Özdemir, “Lösemi, kemik iliğinde kan hücrelerini üreten kök hücrelerden gelişen malign bir hastalıktır. Hastalığın ortaya çıkışında rol oynayan mutasyonların kaynağı tam olarak bilinmese de, radyasyon, virüs enfeksiyonları, bazı ilaçlar ve çevresel toksinler gibi etkenlerin bu süreçte payı olduğunu biliyoruz” dedi.
“Belirtiler fark edildiğinde vakit kaybetmeden doktora başvurulmalı”
Löseminin, kemik iliğini istila eden ve normal kan hücrelerinin üretimini engelleyen kötü huylu hücreler nedeniyle geliştiğini ifade eden Özdemir, hastalığın belirtilerine de dikkat çekti: “Lösemi tanısı konulan çocuklarda genellikle ateş, kemik ağrıları, halsizlik, kilo kaybı, boyun ve koltuk altı lenf bezlerinde büyüme, morluklar, burun ve diş eti kanamaları görülür. Bu belirtiler fark edildiğinde vakit kaybetmeden bir çocuk hekimi ya da çocuk hematoloğuna başvurulmalıdır.”
Prof. Dr. Özdemir, löseminin birçok tipi bulunsa da, çocukluk çağında en çok akut lenfoblastik lösemi (ALL) ve akut miyeloblastik lösemi (AML) türlerinin görüldüğünü, özellikle 2-5 yaş arası çocuklarda daha sık rastlandığını belirtti.
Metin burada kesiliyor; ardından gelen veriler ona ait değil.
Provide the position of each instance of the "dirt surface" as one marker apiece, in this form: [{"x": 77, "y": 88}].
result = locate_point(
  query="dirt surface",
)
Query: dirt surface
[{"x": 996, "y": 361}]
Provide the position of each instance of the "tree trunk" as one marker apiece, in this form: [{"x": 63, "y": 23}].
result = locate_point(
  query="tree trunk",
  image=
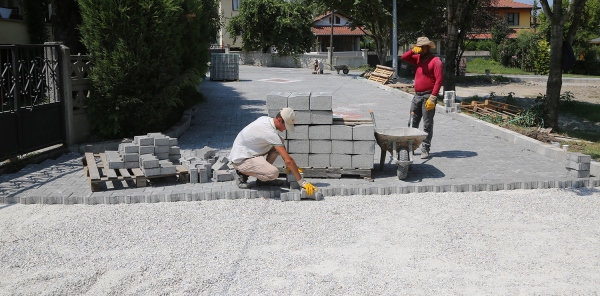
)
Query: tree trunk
[
  {"x": 554, "y": 84},
  {"x": 451, "y": 52}
]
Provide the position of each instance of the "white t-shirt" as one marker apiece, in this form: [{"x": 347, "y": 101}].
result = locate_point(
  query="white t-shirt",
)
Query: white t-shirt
[{"x": 255, "y": 139}]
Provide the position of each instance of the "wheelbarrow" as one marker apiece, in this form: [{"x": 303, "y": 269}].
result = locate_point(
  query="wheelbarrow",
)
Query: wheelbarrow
[
  {"x": 401, "y": 143},
  {"x": 343, "y": 68}
]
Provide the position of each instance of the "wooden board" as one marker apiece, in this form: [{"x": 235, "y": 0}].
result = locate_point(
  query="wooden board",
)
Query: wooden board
[
  {"x": 382, "y": 74},
  {"x": 98, "y": 173},
  {"x": 334, "y": 173}
]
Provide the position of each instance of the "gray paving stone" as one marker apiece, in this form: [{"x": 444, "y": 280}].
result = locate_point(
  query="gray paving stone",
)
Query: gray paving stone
[
  {"x": 319, "y": 132},
  {"x": 341, "y": 132},
  {"x": 320, "y": 146},
  {"x": 146, "y": 150},
  {"x": 299, "y": 101},
  {"x": 572, "y": 164},
  {"x": 340, "y": 160},
  {"x": 363, "y": 147},
  {"x": 161, "y": 141},
  {"x": 300, "y": 133},
  {"x": 321, "y": 117},
  {"x": 299, "y": 146},
  {"x": 578, "y": 173},
  {"x": 162, "y": 149},
  {"x": 362, "y": 161},
  {"x": 342, "y": 147},
  {"x": 578, "y": 157},
  {"x": 303, "y": 117},
  {"x": 277, "y": 99},
  {"x": 318, "y": 160},
  {"x": 301, "y": 159},
  {"x": 143, "y": 140},
  {"x": 363, "y": 132}
]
“Tedavide büyük ilerleme kaydedildi”
Geçmişte löseminin “korkutucu kanserler” arasında yer aldığını hatırlatan Özdemir, günümüzde tıp alanındaki ilerlemeler sayesinde tedavi oranlarının oldukça yükseldiğini söyledi. “Artık lösemi eskisi gibi ölümcül bir hastalık değil. Günümüzde çocukluk çağı lösemilerinin yaklaşık yüzde 90’ında tam iyileşme sağlanabiliyor. Elbette yüzde 10’luk bir hasta grubunda tedaviye direnç gelişebiliyor; ancak bu hastalar için de yeni tedavi yöntemleri, hedefe yönelik ilaçlar ve hücresel tedaviler geliştiriliyor.” Prof. Dr. Özdemir, lösemi tedavisinin hastadan hastaya farklılık gösterdiğini, risk gruplarına göre belirlenen protokoller doğrultusunda uygulandığını söyledi.